Qué pena de Cádiz.
Sé que la frase leída así, sin signos de exclamación o aclaración entre paréntesis del tono que quiero imprimirle, puede tener muchas connotaciones: sarcasmo, ironía e incluso sátira mordaz, pasando por la guasa que tanto nos caracteriza a los de por aquí abajo. Pero esta vez, las palabras las digo con el sentido más literal que puedo ponerle porque verdaderamente lo que siento es pena.
Para quien no sea de estos lares tengo que decir que habitar este lugar del mundo es un verdadero privilegio y no es que sea una chauvinista ni una defensora a ultranza de lo mío por encima de lo de los demás, pero la verdad sólo tiene un camino. Vivimos en una zona con un clima de lujo; los que trabajan lo hacen en el mismo área de la bahía, en la mayoría de los casos a un tiro de gravilla del sofá de su casa; la gente es abierta, se vive en la calle y sobre todo y por encima de todo es difícil abrir una de las ventanas de casa y que por algún resquicio del horizonte no se vea o no se huela el mar.
Pero tenemos algo que juega en nuestra contra. Supongo que esto de ser los últimos vistos desde arriba o los menos reivindicativos por esta forma de ser innata que llevamos dentro, nos han apartado siempre del Olimpo de los dioses y no hemos sido nunca para nuestros gobernantes nada más que un lugar de recreo al que venir de vacaciones ahora que se ha puesto de moda.
Ellos, los de antes, los de ahora, los de siempre han dejado morir a mi tierra sin tener el menor de los remordimientos y todas esas industrias con carácter marinero y que sólo nombrar te dejan en los labios el sabor de la sal, se han ido pudriendo en el varadero de la desesperanza porque al fin y al cabo aquí la gente protesta menos o se acostumbra antes.
Recuerdo de pequeña cuando entrar a trabajar en la construcción naval (Bazán, San Carlos…) era algo que se heredaba de padres a hijos, era la recompensa que recibía el trabajador por su sacrificio, saber que al hacerse mayor alguno de sus hijos, si no todos, recibirían el legado de hacerse un hueco, cada uno según sus cualidades y su cualificación profesional, en el mundo de la factoría.
Luego, cuando no era tan pequeña, el cielo se nos abrió con el tema de las piscifactorías. Esto es el futuro, se decía la gente una a otra, pensando que en un mundo como el que vivimos, era justo dejar descansar un poco al mar y ofertar soluciones que a la vez permitieran a la gente joven quedarse aquí.
Mi marido, como muchos otros, que andaba decidiendo el camino por el que andar en la vida, descartó la Biología que hubiera sido su vocación para hacerse técnico en cultivos marinos, algo que al fin y al cabo entraba dentro de la rama que le apasionaba y que le ofrecía trabajo remunerado desde que entró en el primer curso como estudiante.
Ahora, veinte años después, la construcción naval hace mucho tiempo que murió (aunque Navantia ande todavía cogiendo oxígeno con un sufrimiento horrendo en cada bocanada) y la Acuicultura se muere definitivamente, sin que nadie pueda o quiera hacer nada por salvar su vida.

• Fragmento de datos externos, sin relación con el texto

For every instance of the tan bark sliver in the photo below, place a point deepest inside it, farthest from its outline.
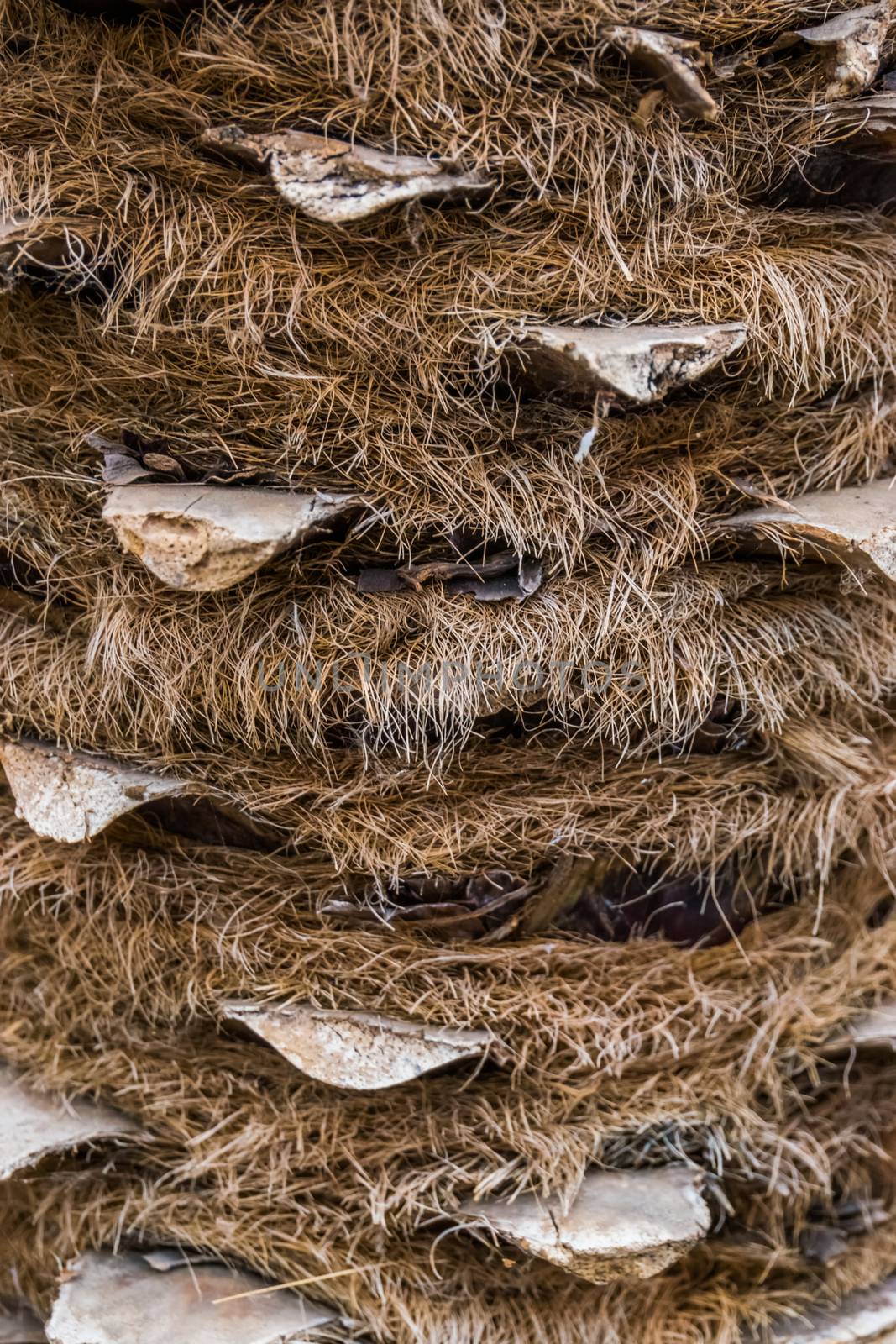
(109, 1299)
(19, 1326)
(621, 1225)
(855, 526)
(637, 365)
(210, 537)
(335, 181)
(864, 1317)
(71, 796)
(678, 62)
(873, 1030)
(35, 1126)
(362, 1052)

Es increíble entender todas las trabas a las que ha sido sometida esta actividad durante estos años, desde la ley de costa que parecía hecha para cortar las alas de la insignificante actividad que da de comer en mi pueblo, hasta los ecologistas, defendiendo el derecho a vivir de las garzas, cuya extinción ha sido puesta siempre por encima del bienestar de mi familia, mientras en playas como las de la costa de Málaga se construían “Guadalpines” y hotelitos a pie de playa para recreo y solaz de personajes conocidos y especuladores de mucha monta.
Y así hemos llegado a donde estamos. Miro a mi alrededor y a excepción de los funcionarios que a pesar de los recortes andan con la plegaria del virgencita déjame como estoy, el resto de mi mundo está en la misma cuerda floja. Siento miedo, pero miedo del de verdad, no retórico ni literario, miedo del que se te mete en el cuerpo y no te deja dormir por las noches. No sé qué va a pasar cuando todos esos padres de familia que conozco y que en este momento andan cobrando el desempleo en que les ha dejado estos dos años de crisis, no tengan nada más que cobrar ni nadie más a quien recurrir. Trabajo no hay y no es que esté pesimista, es que así son las cosas. Subvenciones no quedan porque la administración no puede, y eso se ve, con el gasto.
Espero que a alguien se le ocurra algo porque la cosa pinta mal. Los políticos deberían entender que hay situaciones en que la palabrería ya no basta y que la sonrisa de la foto se ha quedado helada hace tiempo en la cara de muchísima gente. Mi tierra definitivamente se muere y lo peor es que son muy pocos los que podrán salvarse del duelo.